The motivation behind this project is to explore how to build a robust end-to-end system from start to finish for efficient and fast facial verification. The goal build a API that can take in 2 photos and determine with extremely high confidence whether or not the same individual is in the photo.
Occam’s razor is the problem solving principle that recommends searching for explanation constructed with the smallest possible set of elements. In other words, easy solution fix big problem. Building each component from the ground up allows us to build up this solution with Lego bricks. Each element inherently builds upon a level of abstractions which allows us to use whichever suite of technologies we want. Here is the rough idea:
- client sends a request to the API to verify 2 photos
- API takes the 2 photos and performs some preprocessing steps on it
- API runs the photos through a model to get it’s embeddings
- API computes the distance between the 2 embeddings
- API returns wether the distance was below or above the similarity threshold
So we aim to build 1) a robust machine learning model and 2) a high-level serviceable API to build our end-to-end facial verification system.

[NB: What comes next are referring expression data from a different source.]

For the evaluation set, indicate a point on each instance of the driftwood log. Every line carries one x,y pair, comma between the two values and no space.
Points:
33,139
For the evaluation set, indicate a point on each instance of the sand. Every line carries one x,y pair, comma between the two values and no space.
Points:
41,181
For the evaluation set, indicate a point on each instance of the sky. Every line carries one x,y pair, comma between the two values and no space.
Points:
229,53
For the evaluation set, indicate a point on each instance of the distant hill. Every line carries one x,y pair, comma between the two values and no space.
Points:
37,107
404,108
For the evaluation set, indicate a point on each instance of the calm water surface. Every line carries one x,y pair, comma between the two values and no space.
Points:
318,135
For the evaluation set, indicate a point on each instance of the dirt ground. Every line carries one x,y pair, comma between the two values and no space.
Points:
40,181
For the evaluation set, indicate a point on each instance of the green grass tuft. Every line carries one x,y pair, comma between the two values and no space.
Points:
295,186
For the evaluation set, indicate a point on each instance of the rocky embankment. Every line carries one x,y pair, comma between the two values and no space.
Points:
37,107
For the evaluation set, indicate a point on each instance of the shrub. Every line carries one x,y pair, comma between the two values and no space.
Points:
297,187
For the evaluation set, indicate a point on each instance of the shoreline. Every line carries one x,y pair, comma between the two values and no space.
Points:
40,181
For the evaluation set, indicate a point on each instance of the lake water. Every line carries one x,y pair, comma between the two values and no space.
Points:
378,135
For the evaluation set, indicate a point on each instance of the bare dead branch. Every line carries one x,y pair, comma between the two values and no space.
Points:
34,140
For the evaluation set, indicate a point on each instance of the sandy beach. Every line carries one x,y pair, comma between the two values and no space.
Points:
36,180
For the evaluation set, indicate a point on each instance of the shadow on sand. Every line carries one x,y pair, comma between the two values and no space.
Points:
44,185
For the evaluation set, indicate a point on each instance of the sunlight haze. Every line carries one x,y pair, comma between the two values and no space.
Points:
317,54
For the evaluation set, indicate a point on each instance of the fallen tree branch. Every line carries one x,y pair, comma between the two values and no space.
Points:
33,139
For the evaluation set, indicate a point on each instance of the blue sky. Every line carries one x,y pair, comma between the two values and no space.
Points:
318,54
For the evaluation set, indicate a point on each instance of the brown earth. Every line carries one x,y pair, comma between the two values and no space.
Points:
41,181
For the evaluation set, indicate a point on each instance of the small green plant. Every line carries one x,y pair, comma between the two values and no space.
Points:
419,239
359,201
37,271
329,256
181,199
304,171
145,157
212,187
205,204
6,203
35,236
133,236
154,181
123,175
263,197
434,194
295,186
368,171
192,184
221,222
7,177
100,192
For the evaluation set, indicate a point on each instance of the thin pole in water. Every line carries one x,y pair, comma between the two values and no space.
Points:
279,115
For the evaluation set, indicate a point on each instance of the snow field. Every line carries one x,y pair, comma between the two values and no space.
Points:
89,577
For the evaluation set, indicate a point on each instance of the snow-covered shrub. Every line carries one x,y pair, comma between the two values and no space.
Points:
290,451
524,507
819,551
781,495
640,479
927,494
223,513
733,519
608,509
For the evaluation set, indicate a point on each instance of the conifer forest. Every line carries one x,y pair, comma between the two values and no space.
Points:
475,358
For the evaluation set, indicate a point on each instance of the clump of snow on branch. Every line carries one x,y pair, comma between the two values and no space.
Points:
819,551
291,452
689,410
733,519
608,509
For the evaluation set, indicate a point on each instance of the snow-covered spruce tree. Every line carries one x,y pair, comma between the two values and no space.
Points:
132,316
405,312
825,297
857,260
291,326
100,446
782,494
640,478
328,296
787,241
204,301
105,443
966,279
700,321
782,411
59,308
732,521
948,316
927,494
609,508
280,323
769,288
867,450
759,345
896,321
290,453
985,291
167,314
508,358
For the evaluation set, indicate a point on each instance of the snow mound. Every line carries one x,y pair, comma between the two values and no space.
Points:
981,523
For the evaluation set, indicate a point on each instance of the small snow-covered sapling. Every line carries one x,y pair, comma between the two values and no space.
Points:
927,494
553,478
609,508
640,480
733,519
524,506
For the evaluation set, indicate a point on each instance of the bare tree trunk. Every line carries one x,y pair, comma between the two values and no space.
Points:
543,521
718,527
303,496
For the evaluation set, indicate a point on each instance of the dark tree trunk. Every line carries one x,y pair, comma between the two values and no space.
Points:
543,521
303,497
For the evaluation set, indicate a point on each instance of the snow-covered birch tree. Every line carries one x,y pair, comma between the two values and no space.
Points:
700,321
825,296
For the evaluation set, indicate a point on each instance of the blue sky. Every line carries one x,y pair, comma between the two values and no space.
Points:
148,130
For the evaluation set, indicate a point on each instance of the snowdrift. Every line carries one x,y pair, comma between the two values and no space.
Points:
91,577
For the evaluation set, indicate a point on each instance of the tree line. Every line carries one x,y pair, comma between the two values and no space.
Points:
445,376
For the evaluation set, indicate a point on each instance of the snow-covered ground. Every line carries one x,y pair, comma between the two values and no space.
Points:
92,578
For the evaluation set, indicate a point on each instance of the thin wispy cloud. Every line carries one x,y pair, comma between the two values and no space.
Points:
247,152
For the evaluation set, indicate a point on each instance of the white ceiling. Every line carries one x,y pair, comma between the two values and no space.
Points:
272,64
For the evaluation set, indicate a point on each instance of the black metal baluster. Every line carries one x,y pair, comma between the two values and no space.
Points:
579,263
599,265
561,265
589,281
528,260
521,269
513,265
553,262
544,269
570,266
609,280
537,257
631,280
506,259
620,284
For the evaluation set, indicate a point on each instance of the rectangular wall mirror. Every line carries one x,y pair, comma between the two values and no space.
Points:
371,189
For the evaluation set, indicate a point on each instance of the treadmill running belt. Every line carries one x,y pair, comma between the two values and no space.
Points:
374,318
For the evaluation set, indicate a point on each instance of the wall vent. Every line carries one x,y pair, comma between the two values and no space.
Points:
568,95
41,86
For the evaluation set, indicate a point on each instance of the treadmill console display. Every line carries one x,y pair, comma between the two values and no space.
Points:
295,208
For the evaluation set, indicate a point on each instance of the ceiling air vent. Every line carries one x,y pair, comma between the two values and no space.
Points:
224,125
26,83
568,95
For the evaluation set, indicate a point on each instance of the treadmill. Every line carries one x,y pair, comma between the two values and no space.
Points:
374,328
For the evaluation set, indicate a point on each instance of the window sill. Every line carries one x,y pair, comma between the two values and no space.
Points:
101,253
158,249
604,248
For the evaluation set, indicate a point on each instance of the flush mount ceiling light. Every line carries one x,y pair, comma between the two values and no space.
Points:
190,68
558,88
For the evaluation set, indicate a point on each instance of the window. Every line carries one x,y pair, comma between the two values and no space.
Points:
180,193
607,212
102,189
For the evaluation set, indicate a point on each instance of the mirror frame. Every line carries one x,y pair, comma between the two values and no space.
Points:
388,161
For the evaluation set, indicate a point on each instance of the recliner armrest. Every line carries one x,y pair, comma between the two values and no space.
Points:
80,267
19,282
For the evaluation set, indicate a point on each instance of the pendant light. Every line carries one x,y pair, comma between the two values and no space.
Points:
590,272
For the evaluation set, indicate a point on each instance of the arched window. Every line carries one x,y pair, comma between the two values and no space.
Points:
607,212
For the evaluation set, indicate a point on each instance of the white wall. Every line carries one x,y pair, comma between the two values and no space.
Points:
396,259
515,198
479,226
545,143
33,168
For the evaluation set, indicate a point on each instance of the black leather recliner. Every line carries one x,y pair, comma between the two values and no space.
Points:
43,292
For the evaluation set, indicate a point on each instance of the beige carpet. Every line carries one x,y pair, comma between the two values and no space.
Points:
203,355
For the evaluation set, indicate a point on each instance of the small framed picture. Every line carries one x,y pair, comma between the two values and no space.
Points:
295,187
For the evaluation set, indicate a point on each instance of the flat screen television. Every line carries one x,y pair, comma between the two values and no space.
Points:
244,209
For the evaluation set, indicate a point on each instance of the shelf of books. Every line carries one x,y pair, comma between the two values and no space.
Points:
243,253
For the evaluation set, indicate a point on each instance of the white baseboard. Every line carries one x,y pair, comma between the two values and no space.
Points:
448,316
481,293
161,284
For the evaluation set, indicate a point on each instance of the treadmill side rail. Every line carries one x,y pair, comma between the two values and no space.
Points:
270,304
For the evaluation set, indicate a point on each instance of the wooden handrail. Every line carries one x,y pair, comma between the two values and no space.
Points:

We'll be using PyTorch to train our models, FastAPI to write our API and Docker to package our builds.
Our machine learning models consist of 2 folds:
- A model to identify and crop the face
- A model to generate an embedding given a face
Using a model to crop just the face removes information that is unecsary for facial verification. We then use an embedding model to process inputs and convert them into a feature-rich low-dimension space. We can than compare these low-dimensional embeddings to ascertain similarity between images.
There is an entire suite of academic literature dedicated to building, training, and validating the most efficient and accurate facial recognition models. Models like VGG-Face, Google FaceNet, OpenFace are just a few that have pushed forwards the frontiers of facial recognition.
For identifying faces from the wild, we are going to be using a popular technique in the field of computer vision called Haar feature-based cascade classifiers. Proposed by Paul Viola and Michael Jones in their paper, "Rapid Object Detection using a Boosted Cascade of Simple Features" in 2001, it is a machine learning based approach where a cascade function is trained from a lot of positive and negative images. It then determines the location of objects given an image.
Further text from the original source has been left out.